The technique, published in the Journal of the American Chemical Society, uses nanoparticles with nickel-rich cores and platinum-rich shells to increase the sensitivity of an enzyme-linked immunosorbent assay (ELISA).
ELISA is a test that measures samples for biochemicals, such as antibodies and proteins, which can indicate the presence of cancer, HIV, pregnancy and more.
When a biochemical is detected, the test generates a colour output that can be used to quantify its concentration. The stronger the colour is, the stronger the concentration. The tests must be sensitive to prevent false negatives that could delay treatment or interventions, the researchers said.
“This work sets the record for the catalytic efficiency of peroxidase mimic,” said researcher Xiaohu Xia, Assistant Professor at the University of Central Florida in the US.
“It breaks through the limitation of catalytic efficiency of peroxidase mimics, which is a long-standing challenge in the field,” Xia added.
In the study, the researchers found that when the nanoparticles were used in place of the conventional enzyme used in an ELISA — peroxidase — that the test was 300 times more sensitive at detecting carcinoembryonic antigen, a biomarker sometimes used to detect colorectal cancers.

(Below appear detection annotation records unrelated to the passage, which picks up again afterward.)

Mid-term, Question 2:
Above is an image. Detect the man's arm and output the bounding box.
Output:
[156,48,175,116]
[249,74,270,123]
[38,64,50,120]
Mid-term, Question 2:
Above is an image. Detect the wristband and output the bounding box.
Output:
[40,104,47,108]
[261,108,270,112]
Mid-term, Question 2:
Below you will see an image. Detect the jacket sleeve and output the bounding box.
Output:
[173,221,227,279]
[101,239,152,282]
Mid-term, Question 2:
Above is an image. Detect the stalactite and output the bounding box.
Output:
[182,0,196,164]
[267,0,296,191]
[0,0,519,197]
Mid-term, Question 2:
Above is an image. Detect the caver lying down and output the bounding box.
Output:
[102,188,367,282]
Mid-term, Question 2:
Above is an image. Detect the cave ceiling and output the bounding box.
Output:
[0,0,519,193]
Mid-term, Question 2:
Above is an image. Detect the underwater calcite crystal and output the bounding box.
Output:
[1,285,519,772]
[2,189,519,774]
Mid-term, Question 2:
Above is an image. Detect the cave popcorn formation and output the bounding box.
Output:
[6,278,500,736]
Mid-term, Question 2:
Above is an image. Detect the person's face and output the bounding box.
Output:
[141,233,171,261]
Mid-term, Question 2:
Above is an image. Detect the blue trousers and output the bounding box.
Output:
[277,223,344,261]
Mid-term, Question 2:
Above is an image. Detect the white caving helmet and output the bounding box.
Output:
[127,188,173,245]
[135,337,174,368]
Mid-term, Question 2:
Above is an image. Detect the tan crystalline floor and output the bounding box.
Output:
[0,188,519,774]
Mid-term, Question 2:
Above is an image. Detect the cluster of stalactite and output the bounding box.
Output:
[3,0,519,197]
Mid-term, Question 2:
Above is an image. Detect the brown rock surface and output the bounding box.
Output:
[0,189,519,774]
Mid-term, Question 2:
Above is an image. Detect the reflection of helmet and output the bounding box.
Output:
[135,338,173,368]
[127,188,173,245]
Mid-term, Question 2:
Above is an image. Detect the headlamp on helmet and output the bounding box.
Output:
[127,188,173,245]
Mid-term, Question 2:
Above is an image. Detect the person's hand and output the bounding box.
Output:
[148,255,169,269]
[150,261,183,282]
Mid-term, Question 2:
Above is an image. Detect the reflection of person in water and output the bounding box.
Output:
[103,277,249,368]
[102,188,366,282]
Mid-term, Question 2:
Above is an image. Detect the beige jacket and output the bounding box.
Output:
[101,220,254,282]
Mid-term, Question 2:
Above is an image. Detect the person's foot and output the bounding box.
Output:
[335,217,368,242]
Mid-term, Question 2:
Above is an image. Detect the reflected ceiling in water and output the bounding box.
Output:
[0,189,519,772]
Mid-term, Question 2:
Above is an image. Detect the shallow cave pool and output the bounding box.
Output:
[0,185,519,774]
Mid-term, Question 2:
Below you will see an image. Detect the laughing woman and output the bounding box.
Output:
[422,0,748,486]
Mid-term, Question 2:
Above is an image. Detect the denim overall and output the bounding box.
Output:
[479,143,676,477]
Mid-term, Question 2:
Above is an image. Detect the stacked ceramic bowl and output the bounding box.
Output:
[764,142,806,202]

And while a biomarker for colorectal cancer was used in the study, the technique could be used to detect biomarkers for other types of cancers and diseases, the researchers said.
The increase in sensitivity comes from nickel-platinum nanoparticle “mimics” that greatly increase the reaction efficiency of the test, which increases its colour output, and thus its detection ability.
Peroxidases found in the horseradish root have been widely used to generate colour in diagnostic tests for decades. However, they have limited reaction efficiency and thus colour output, which has inhibited the development of sensitive diagnostic tests, the team noted.